The focal point of many years of failed development has been top down planning and resource allocation together with a preoccupation with profit at the expense of value. The idea of micro-up bottom of the pyramid empowerment rather than the prevailing top down development model holds the promise of better performance, but there are practical difficulties.
TVM addresses the broad issue of data and its use for decision making, oversight and accountability. This can go a long way towards addressing the challenge of bottom of the pyramid empowerment, the allocation of scarce resources and accountability for their effective use.
With government, decision making at the top!
If government is the focal point, then planning, management and coordination will be at the top … and it will not work.
In parallel with the “top” level initiatives, there needs to be a series of modest scale activities that have focus on community and are able to be managed and coordinated to do tangible work. These activities can successful and contribute to community progress. These activities can work and contribute to the reported success of organizations
Nevertheless it will be at the “top” that there will be an ongoing assessment of performance … and the establishment will keep on doing its statistical compilations at this level. These statistical series have some value … they are a long time series, and though they are almost 100% useless for decision making they do serve as fairly useful proxies for aggregate performance.
With community, decision making bottom-up
Activities are community specific … or place specific. Activities that are priority in a community are those that can address priority needs in the community. The best place to ascertain community priorities is in the community … and it is in the community that there should be planning.

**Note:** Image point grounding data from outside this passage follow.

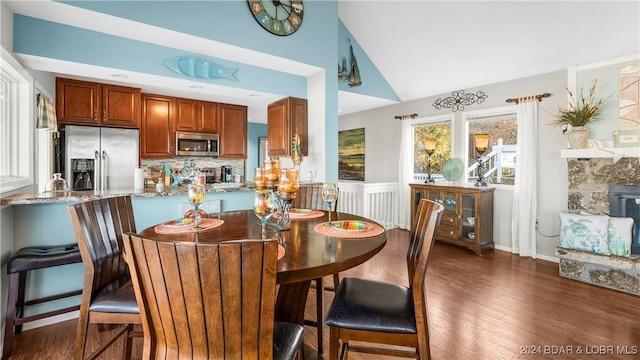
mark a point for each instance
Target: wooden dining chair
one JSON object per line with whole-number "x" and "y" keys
{"x": 108, "y": 298}
{"x": 310, "y": 197}
{"x": 374, "y": 313}
{"x": 209, "y": 300}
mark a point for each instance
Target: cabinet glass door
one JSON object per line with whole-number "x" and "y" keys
{"x": 468, "y": 216}
{"x": 450, "y": 202}
{"x": 435, "y": 196}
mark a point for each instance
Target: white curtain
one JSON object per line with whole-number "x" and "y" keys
{"x": 405, "y": 175}
{"x": 525, "y": 189}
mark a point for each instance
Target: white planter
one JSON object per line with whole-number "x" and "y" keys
{"x": 578, "y": 137}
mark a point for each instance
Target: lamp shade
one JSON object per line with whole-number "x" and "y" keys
{"x": 430, "y": 145}
{"x": 482, "y": 142}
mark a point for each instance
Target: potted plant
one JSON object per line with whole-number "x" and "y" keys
{"x": 579, "y": 112}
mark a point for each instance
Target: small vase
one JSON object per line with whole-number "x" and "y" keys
{"x": 578, "y": 137}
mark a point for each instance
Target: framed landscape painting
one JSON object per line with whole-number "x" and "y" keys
{"x": 351, "y": 155}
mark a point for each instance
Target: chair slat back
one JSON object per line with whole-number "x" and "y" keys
{"x": 99, "y": 225}
{"x": 427, "y": 219}
{"x": 205, "y": 301}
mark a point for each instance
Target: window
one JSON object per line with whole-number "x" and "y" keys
{"x": 501, "y": 156}
{"x": 16, "y": 124}
{"x": 439, "y": 128}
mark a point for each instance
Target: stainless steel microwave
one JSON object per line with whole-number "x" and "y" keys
{"x": 197, "y": 144}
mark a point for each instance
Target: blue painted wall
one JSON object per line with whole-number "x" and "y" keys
{"x": 95, "y": 48}
{"x": 254, "y": 133}
{"x": 373, "y": 83}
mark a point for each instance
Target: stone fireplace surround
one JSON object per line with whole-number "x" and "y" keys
{"x": 589, "y": 181}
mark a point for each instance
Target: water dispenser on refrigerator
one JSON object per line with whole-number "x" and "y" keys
{"x": 82, "y": 173}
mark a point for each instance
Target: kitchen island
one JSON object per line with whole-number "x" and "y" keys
{"x": 43, "y": 219}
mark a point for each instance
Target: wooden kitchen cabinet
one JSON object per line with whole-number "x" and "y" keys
{"x": 467, "y": 219}
{"x": 285, "y": 118}
{"x": 157, "y": 133}
{"x": 88, "y": 103}
{"x": 232, "y": 124}
{"x": 196, "y": 116}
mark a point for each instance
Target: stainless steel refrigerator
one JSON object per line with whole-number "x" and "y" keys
{"x": 99, "y": 158}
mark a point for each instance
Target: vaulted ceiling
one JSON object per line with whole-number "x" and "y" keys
{"x": 427, "y": 48}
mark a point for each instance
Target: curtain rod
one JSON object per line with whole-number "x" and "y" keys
{"x": 526, "y": 98}
{"x": 405, "y": 117}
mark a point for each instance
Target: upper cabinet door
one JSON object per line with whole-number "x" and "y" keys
{"x": 186, "y": 114}
{"x": 78, "y": 102}
{"x": 233, "y": 131}
{"x": 157, "y": 133}
{"x": 120, "y": 106}
{"x": 285, "y": 118}
{"x": 208, "y": 117}
{"x": 88, "y": 103}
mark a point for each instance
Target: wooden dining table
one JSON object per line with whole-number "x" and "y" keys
{"x": 308, "y": 255}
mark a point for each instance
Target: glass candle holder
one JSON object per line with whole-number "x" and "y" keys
{"x": 259, "y": 180}
{"x": 288, "y": 184}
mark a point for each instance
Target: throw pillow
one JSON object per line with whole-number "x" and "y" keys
{"x": 620, "y": 236}
{"x": 585, "y": 232}
{"x": 619, "y": 232}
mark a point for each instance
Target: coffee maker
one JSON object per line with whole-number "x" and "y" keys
{"x": 226, "y": 174}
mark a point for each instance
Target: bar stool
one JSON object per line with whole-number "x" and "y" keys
{"x": 24, "y": 260}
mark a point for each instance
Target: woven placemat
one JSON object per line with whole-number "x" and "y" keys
{"x": 327, "y": 230}
{"x": 305, "y": 214}
{"x": 186, "y": 226}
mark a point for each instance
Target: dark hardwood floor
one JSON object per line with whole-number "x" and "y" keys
{"x": 497, "y": 306}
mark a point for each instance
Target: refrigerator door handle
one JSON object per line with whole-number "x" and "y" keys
{"x": 103, "y": 171}
{"x": 98, "y": 173}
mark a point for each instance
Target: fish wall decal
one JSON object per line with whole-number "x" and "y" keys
{"x": 200, "y": 68}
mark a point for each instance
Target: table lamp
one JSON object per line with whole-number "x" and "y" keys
{"x": 481, "y": 144}
{"x": 429, "y": 148}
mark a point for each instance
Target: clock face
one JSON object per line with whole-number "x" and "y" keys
{"x": 279, "y": 17}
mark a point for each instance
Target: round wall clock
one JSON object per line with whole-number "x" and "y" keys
{"x": 279, "y": 17}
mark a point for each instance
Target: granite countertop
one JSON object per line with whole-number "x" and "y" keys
{"x": 68, "y": 196}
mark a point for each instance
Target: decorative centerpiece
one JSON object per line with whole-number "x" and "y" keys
{"x": 283, "y": 185}
{"x": 579, "y": 112}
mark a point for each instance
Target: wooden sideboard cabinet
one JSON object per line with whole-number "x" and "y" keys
{"x": 467, "y": 219}
{"x": 89, "y": 103}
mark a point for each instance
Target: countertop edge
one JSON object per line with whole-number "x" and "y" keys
{"x": 74, "y": 196}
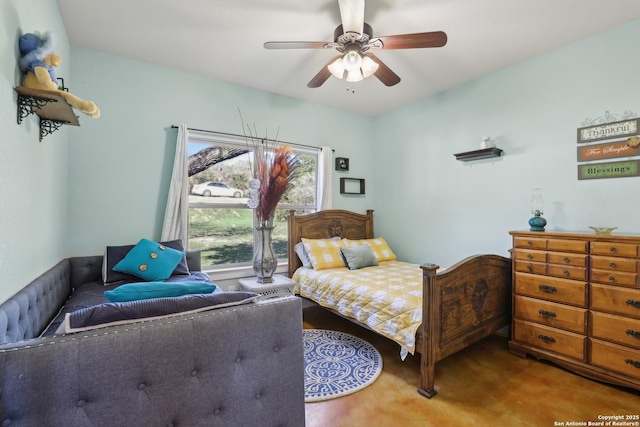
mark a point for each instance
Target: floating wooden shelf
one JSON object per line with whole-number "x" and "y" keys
{"x": 484, "y": 153}
{"x": 51, "y": 107}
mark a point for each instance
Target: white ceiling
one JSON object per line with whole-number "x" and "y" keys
{"x": 223, "y": 39}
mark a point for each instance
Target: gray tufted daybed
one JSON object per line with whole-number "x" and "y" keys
{"x": 233, "y": 366}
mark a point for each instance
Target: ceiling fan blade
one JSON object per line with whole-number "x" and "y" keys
{"x": 295, "y": 45}
{"x": 352, "y": 15}
{"x": 322, "y": 76}
{"x": 384, "y": 73}
{"x": 414, "y": 41}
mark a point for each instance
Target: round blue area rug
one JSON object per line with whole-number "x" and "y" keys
{"x": 337, "y": 364}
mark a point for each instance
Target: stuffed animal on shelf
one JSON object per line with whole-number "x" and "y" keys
{"x": 38, "y": 64}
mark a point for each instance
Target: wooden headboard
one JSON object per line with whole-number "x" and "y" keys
{"x": 325, "y": 225}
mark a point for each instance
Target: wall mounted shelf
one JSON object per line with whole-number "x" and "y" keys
{"x": 484, "y": 153}
{"x": 52, "y": 109}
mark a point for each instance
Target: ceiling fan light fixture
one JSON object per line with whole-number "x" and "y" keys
{"x": 369, "y": 67}
{"x": 354, "y": 76}
{"x": 352, "y": 61}
{"x": 337, "y": 68}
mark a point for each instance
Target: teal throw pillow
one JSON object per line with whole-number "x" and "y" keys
{"x": 359, "y": 256}
{"x": 148, "y": 290}
{"x": 149, "y": 260}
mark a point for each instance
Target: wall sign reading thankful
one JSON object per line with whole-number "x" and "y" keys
{"x": 609, "y": 150}
{"x": 608, "y": 130}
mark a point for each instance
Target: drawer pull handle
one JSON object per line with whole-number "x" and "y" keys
{"x": 547, "y": 314}
{"x": 546, "y": 338}
{"x": 635, "y": 334}
{"x": 634, "y": 363}
{"x": 636, "y": 304}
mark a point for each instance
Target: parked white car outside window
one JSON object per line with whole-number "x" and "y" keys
{"x": 209, "y": 189}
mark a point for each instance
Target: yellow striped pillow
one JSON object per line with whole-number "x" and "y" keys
{"x": 379, "y": 246}
{"x": 325, "y": 253}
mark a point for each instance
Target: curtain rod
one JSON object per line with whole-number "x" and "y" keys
{"x": 250, "y": 137}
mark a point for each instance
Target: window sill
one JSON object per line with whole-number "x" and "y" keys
{"x": 229, "y": 273}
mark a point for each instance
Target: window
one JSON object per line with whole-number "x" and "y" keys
{"x": 220, "y": 223}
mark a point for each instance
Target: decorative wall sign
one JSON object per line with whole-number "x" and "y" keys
{"x": 609, "y": 117}
{"x": 342, "y": 164}
{"x": 609, "y": 130}
{"x": 609, "y": 170}
{"x": 608, "y": 150}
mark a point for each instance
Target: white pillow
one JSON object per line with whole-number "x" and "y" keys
{"x": 302, "y": 254}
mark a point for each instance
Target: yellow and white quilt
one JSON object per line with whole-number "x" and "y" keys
{"x": 387, "y": 297}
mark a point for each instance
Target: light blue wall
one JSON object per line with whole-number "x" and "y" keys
{"x": 33, "y": 175}
{"x": 105, "y": 182}
{"x": 120, "y": 164}
{"x": 433, "y": 208}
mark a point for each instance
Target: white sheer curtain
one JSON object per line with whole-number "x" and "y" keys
{"x": 325, "y": 187}
{"x": 175, "y": 215}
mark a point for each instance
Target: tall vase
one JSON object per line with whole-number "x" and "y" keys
{"x": 264, "y": 259}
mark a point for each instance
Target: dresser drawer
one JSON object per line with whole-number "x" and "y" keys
{"x": 551, "y": 314}
{"x": 615, "y": 357}
{"x": 614, "y": 299}
{"x": 614, "y": 249}
{"x": 580, "y": 246}
{"x": 563, "y": 342}
{"x": 571, "y": 292}
{"x": 614, "y": 278}
{"x": 532, "y": 256}
{"x": 529, "y": 243}
{"x": 530, "y": 267}
{"x": 609, "y": 327}
{"x": 574, "y": 260}
{"x": 567, "y": 272}
{"x": 614, "y": 264}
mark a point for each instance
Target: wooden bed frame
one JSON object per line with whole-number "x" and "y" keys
{"x": 461, "y": 305}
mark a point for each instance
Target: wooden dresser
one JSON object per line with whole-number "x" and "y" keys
{"x": 576, "y": 302}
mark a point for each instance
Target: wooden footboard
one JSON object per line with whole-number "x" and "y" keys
{"x": 461, "y": 305}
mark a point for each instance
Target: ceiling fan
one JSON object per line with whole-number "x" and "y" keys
{"x": 354, "y": 40}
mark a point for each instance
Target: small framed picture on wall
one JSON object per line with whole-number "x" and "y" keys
{"x": 342, "y": 164}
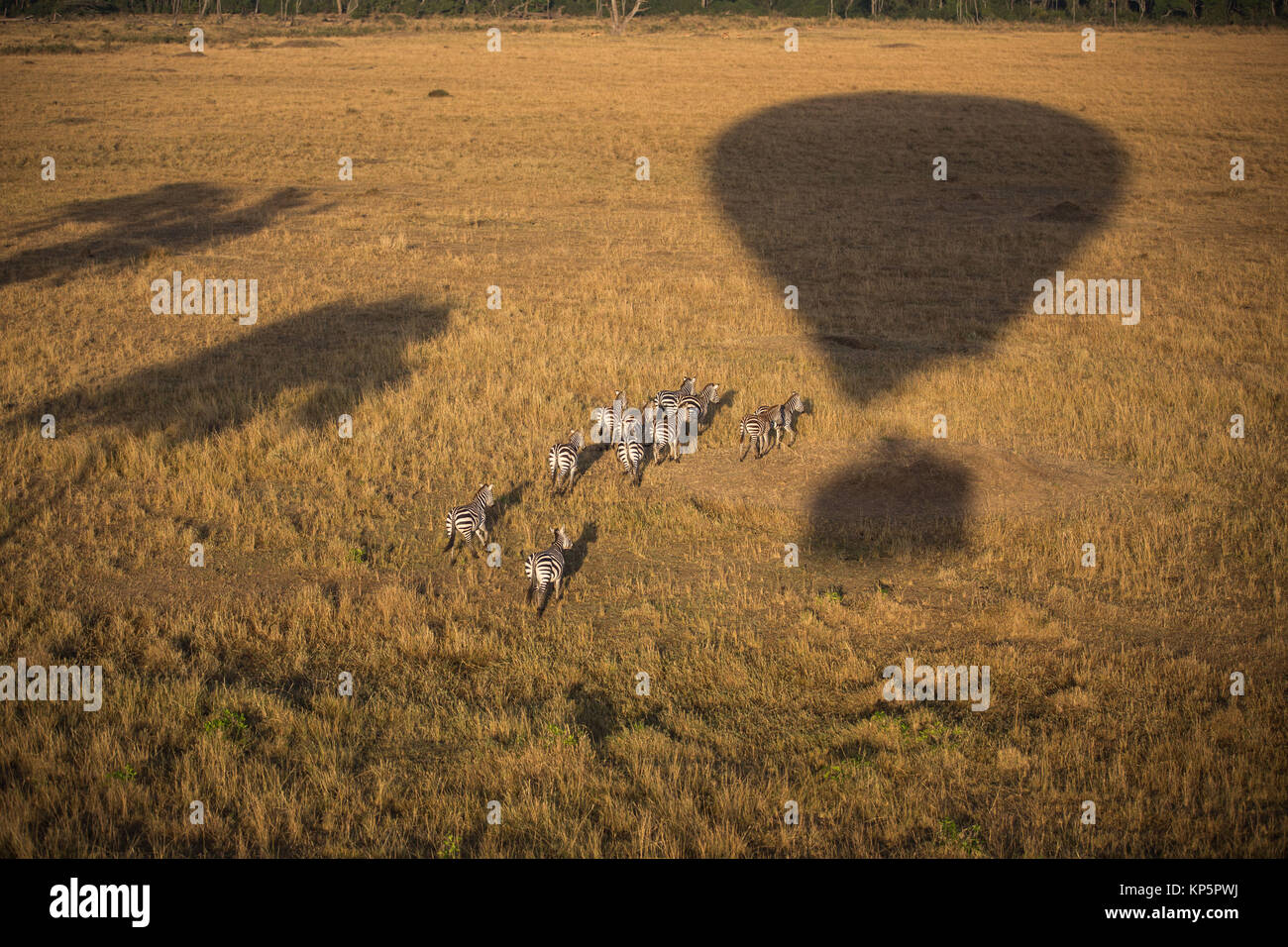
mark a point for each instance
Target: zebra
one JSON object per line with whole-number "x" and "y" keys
{"x": 609, "y": 418}
{"x": 694, "y": 408}
{"x": 755, "y": 431}
{"x": 562, "y": 460}
{"x": 630, "y": 453}
{"x": 545, "y": 570}
{"x": 469, "y": 521}
{"x": 781, "y": 418}
{"x": 662, "y": 427}
{"x": 670, "y": 401}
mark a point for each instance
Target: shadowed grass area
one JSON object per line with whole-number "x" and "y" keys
{"x": 323, "y": 556}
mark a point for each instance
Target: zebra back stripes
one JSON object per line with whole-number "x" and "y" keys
{"x": 545, "y": 569}
{"x": 670, "y": 401}
{"x": 469, "y": 521}
{"x": 562, "y": 460}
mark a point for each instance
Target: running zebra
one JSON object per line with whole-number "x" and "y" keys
{"x": 609, "y": 420}
{"x": 545, "y": 570}
{"x": 562, "y": 460}
{"x": 755, "y": 431}
{"x": 469, "y": 521}
{"x": 781, "y": 418}
{"x": 670, "y": 401}
{"x": 630, "y": 454}
{"x": 692, "y": 411}
{"x": 662, "y": 427}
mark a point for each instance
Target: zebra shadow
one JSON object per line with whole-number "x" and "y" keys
{"x": 588, "y": 459}
{"x": 509, "y": 500}
{"x": 897, "y": 270}
{"x": 725, "y": 403}
{"x": 338, "y": 355}
{"x": 171, "y": 218}
{"x": 576, "y": 557}
{"x": 592, "y": 712}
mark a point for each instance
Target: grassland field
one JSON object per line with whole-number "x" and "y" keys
{"x": 323, "y": 556}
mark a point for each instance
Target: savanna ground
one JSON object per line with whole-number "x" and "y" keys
{"x": 323, "y": 556}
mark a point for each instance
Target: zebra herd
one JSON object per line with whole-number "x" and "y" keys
{"x": 669, "y": 421}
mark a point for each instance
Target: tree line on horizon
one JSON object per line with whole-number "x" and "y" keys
{"x": 1218, "y": 12}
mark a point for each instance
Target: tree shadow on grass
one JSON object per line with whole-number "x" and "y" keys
{"x": 336, "y": 355}
{"x": 168, "y": 218}
{"x": 897, "y": 270}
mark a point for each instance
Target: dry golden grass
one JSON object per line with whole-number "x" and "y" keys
{"x": 323, "y": 554}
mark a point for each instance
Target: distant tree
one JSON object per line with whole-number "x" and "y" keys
{"x": 619, "y": 16}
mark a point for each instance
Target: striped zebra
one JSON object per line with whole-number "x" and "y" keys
{"x": 662, "y": 428}
{"x": 697, "y": 406}
{"x": 471, "y": 519}
{"x": 670, "y": 401}
{"x": 630, "y": 454}
{"x": 755, "y": 431}
{"x": 545, "y": 570}
{"x": 562, "y": 460}
{"x": 609, "y": 420}
{"x": 692, "y": 411}
{"x": 781, "y": 416}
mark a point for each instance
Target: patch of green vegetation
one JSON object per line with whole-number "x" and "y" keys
{"x": 227, "y": 722}
{"x": 966, "y": 839}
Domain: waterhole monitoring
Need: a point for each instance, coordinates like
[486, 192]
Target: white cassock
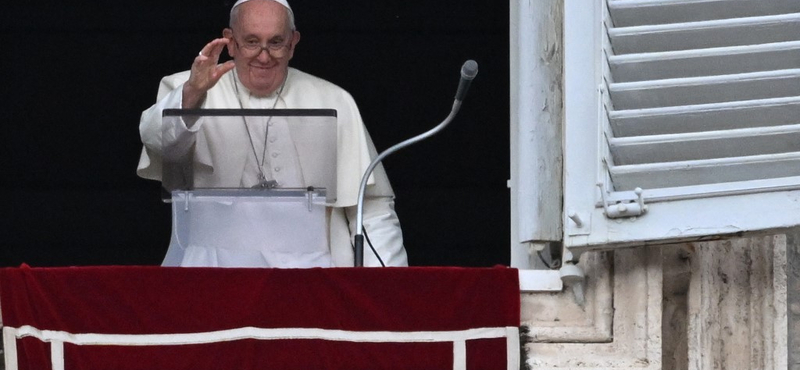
[236, 166]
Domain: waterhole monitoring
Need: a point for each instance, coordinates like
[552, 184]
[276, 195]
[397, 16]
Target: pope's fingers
[214, 48]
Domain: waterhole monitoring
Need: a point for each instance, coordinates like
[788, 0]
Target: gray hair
[235, 16]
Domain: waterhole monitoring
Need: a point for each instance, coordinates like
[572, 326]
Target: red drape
[156, 300]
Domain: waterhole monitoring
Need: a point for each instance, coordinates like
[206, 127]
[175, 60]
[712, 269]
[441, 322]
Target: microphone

Many communities have multiple deficits … and in these cases addressing only one of the deficits may not have much impact.
Which disease to die from?
A child may be treated for malaria and live because this is a global priority for donors … but then die a month later from some water-borne disease that is not being addressed.
Planning and assessing progress at the community level is very much easier than trying to get the same level of certainty at a national or global level.
At community level … multi-sector coordination
Almost nothing will work when it is planned “in a silo” with the plan to operate “in a silo”. This is the planning model for most single sector initiatives … and explains why most of these initiatives are impressive failures. This is the planning model used almost universally by the World Bank, the UN and official development assistance agencies like USAID, DfID, and others.
Attempts to coordinate a set of single silo initiatives at the “top” so that they work together at the community level never works. Usually this merely adds another level of coordination on “top” of what is already, not to mention adding expense, while doing nothing tangible for coordination at the community level.
Expertise is sector specific, and to be useful it needs to be able to reach the community and the activities where the expertise is used. Expertise may come to an activity in a variety of ways ranging from an Internet connection to the engagement of consultants and organizations with deep sector knowledge. Broadly speaking the key know-how should be “pulled” into the community to address some priority rather than being pushed.
For a continuum of progress there has to be deep understanding of what can be done at the community level … everywhere! A starting point is to have a modest set of community level data which may, over time, be expanded as the community progresses.